Les montres ont parfois été synchronisées (un Prix spécial en 1973 pour La planète sauvage, le poème SF de Laloux & Topor ou encore celui du Jury pour Persepolis en 2007) ou à peu près. (Cannes a loupé le coche de la japanimation, laissant Miyazaki être sacré à Berlin avec Le voyage de Chihiro ou en accueillant trop tardivement Mamoru Oshii et son Innoncence : Ghost in Shell) Mais il aura fallu longtemps pour que le cinéma d’animation aie un véritable droit de cité, autre que par le barnum publicitaire de Dreamworks Animation lançant poussivement – se souvenir de la gênante présence de Jerry Seinfeld en costume d’abeille pour faire la promo de Bee Movie – ses films sur la plage du Carlton.
Les choses se sont néanmoins arrangées, du tapis rouge désormais déroulé aux productions Pixar ou Dreamworks à la présence de Ma vie de courgette à la Quinzaine des réalisateurs. On peut même parler d’une présence forte de l’animation à Cannes cette année avec trois films. Le hasard fait que ce sont trois production majoritairement françaises, mais surtout qu’elles témoignent d’une envie de faire bouger les lignes, au moins en matière de récit. Les hirondelles de Kaboul, La fameuse invasion des ours en Sicile comme J’ai perdu mon corps, poussant avec un beau volontarisme le registre vers d’autres horizons que le divertissement familial.
Dessine-moi un film.
Adaptations de romans (Yasmina Khadra, Dino Buzzati) adulés mais pas des plus simples à porter à l’écran pour les deux premiers ou suture entre le cinéma de genre et chronique de solitude urbaine pour le troisième, ces trois films-là sont ambitieux, mais tout aussi problématiques.

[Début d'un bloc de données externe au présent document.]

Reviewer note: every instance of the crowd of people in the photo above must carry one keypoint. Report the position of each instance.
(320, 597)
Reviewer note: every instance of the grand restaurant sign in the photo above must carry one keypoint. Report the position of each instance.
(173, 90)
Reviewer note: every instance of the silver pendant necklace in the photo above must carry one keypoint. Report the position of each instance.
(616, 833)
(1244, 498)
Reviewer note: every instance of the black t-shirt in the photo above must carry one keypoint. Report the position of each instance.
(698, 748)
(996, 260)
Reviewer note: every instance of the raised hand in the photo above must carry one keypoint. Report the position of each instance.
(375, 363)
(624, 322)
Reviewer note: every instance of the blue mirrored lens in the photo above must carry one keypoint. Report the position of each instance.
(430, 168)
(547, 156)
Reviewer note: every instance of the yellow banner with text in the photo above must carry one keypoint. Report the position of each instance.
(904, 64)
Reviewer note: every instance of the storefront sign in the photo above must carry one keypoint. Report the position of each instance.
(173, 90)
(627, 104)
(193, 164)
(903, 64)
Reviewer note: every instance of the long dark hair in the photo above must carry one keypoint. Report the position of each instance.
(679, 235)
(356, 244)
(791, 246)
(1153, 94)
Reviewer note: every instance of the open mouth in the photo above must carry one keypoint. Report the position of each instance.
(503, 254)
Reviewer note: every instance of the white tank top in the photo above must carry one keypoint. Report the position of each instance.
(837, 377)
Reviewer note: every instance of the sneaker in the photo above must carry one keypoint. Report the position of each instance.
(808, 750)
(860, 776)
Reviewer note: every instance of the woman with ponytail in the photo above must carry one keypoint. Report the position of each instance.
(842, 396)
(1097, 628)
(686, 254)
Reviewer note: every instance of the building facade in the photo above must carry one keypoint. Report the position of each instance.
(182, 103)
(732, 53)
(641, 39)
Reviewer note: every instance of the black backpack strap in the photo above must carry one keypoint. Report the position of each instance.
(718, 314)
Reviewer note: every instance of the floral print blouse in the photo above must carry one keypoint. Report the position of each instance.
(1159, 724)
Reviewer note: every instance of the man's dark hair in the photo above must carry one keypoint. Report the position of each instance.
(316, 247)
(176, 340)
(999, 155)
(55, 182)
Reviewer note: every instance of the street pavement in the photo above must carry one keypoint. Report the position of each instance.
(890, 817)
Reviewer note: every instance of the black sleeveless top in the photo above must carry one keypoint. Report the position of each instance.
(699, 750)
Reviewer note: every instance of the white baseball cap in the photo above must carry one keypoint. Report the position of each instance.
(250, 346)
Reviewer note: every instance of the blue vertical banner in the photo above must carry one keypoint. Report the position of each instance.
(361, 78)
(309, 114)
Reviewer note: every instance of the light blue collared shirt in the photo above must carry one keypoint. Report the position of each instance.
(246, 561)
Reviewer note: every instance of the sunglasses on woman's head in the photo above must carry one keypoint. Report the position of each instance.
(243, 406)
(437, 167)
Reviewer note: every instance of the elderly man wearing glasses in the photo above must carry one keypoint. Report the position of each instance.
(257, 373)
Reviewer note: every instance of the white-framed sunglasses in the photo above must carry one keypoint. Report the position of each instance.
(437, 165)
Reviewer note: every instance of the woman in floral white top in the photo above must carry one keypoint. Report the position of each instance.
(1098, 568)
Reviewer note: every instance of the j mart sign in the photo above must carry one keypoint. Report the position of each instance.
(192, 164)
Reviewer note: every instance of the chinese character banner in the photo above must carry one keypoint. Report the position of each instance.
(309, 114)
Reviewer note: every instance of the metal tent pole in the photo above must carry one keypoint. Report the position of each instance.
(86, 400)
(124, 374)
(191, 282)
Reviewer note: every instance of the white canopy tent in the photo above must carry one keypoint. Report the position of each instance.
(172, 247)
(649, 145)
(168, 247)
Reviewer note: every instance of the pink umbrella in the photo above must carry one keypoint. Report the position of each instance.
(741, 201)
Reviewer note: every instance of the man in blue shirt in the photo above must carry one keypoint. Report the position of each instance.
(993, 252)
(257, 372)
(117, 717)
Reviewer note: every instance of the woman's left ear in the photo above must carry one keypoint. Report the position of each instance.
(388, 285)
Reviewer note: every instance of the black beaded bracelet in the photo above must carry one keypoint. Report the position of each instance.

Très différents dans leurs univers ou propos, certains se rejoignent sur une animation formellement imprécise. À moins que les versions projetées ici ne soient pas définitives, il y a un vrai souci d’intégration des images en 3D, quasi pixellisées sur les sublimes décors dessinés par Lorenzo Mattoti pour La fameuse invasion… tandis que les mouvements particulièrement saccadés de Je cherche mon corps poussent à se demander si l’économie du film n’a pas été si fragile qu’il a fallu diviser par deux les gestes des personnages. Sur ce plan, Les hirondelles de Kaboul est graphiquement plus harmonieux, mais souffre d’un côté « film à sujet » aussi enfermant que les Burqas contre lesquelles il lutte.
La fameuse invasion… s’en tire mieux en faisant confiance à sa part de fable métaphorique sur la tentation du pouvoir. Y compris (surtout ?) via le symbolisme animalier ou cette volonté de (beau) spectacle. Les deux autres films, plus intimes, butent plus clairement sur l’écueil du naturalisme lorsque la nécessité de raconter leurs histoires par l’animation s’avère questionnable, notamment en étant bien plus incarnés par leurs parfaits castings vocaux que par leur graphisme.

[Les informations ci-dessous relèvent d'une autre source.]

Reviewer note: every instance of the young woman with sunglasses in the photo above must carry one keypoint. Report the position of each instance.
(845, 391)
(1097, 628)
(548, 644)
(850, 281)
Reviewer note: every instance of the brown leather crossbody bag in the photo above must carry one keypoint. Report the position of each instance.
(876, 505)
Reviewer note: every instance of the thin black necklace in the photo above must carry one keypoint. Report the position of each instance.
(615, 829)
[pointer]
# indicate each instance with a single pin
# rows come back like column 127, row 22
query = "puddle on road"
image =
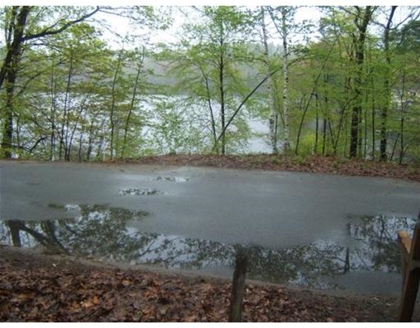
column 104, row 233
column 140, row 192
column 171, row 179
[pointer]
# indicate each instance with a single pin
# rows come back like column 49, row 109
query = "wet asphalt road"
column 271, row 209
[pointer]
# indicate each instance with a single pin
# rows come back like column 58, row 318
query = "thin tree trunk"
column 270, row 90
column 388, row 96
column 113, row 103
column 133, row 99
column 222, row 100
column 286, row 144
column 359, row 45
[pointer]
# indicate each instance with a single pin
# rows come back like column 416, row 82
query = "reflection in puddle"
column 140, row 192
column 105, row 233
column 171, row 179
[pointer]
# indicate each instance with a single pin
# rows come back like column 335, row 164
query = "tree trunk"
column 8, row 72
column 270, row 90
column 238, row 287
column 286, row 145
column 113, row 103
column 388, row 96
column 359, row 45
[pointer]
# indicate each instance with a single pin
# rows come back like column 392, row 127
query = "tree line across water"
column 346, row 85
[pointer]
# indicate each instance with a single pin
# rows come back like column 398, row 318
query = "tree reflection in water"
column 104, row 232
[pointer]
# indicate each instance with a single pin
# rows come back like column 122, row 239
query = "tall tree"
column 362, row 18
column 21, row 28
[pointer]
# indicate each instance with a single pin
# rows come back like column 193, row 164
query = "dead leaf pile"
column 40, row 288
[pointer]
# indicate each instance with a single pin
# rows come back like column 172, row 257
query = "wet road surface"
column 274, row 213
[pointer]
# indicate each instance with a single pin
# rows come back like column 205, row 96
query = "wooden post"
column 410, row 254
column 238, row 287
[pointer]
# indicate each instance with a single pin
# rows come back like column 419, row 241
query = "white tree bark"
column 270, row 90
column 286, row 144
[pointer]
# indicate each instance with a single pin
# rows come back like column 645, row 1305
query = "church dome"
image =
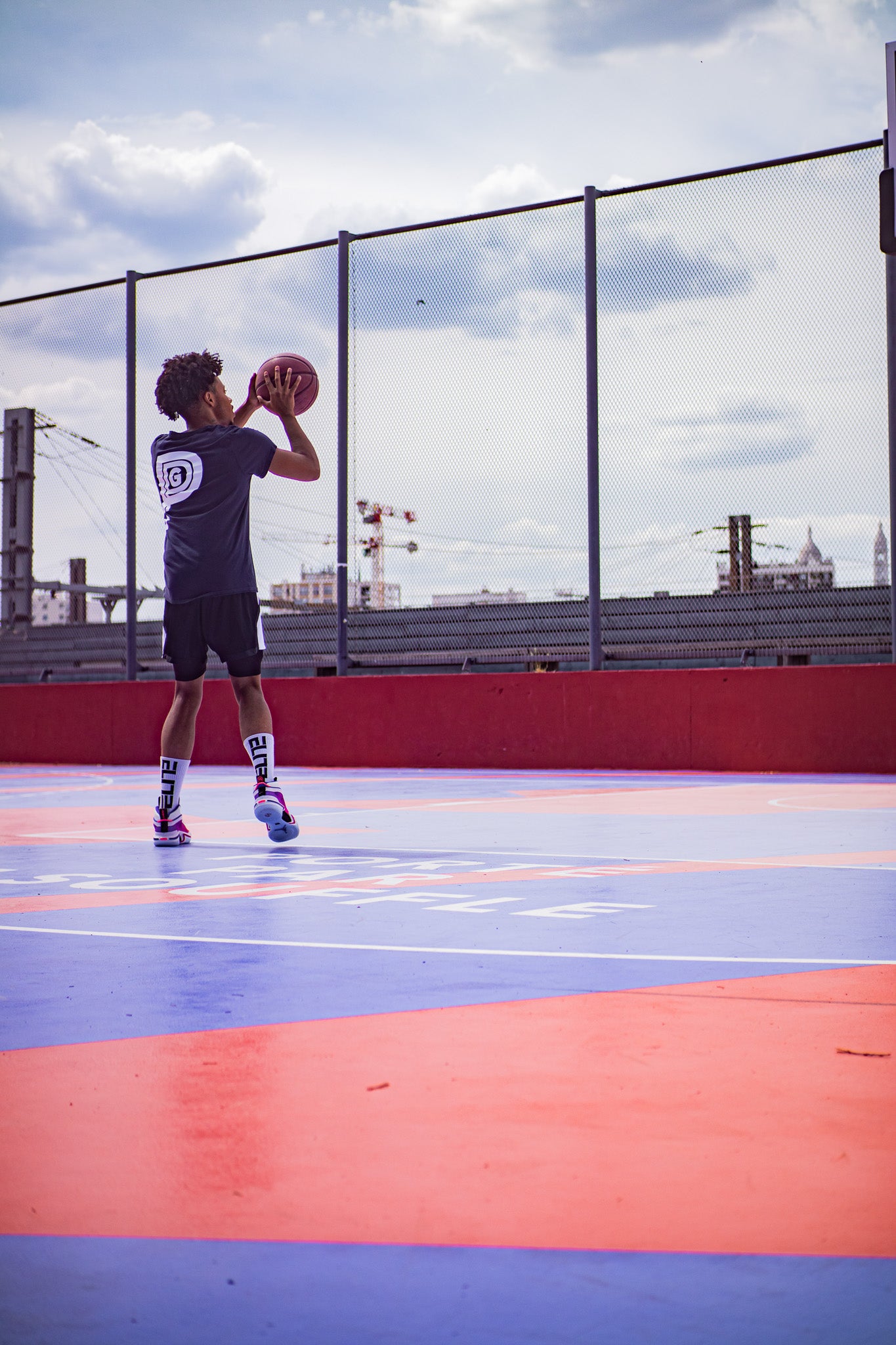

Un souci bien plus prègnant pour J’ai perdu mon corps : si le film de Jérémy Clapin trouve son coeur dans la belle mélancolie d’un livreur de pizza hanté par la mort de ses parents, il est écartelé entre blues urbain et film fantastique, jusqu’à rendre des plus flous son futur positionnement de sortie qui devra choisir entre cinéma de genre et genre humain.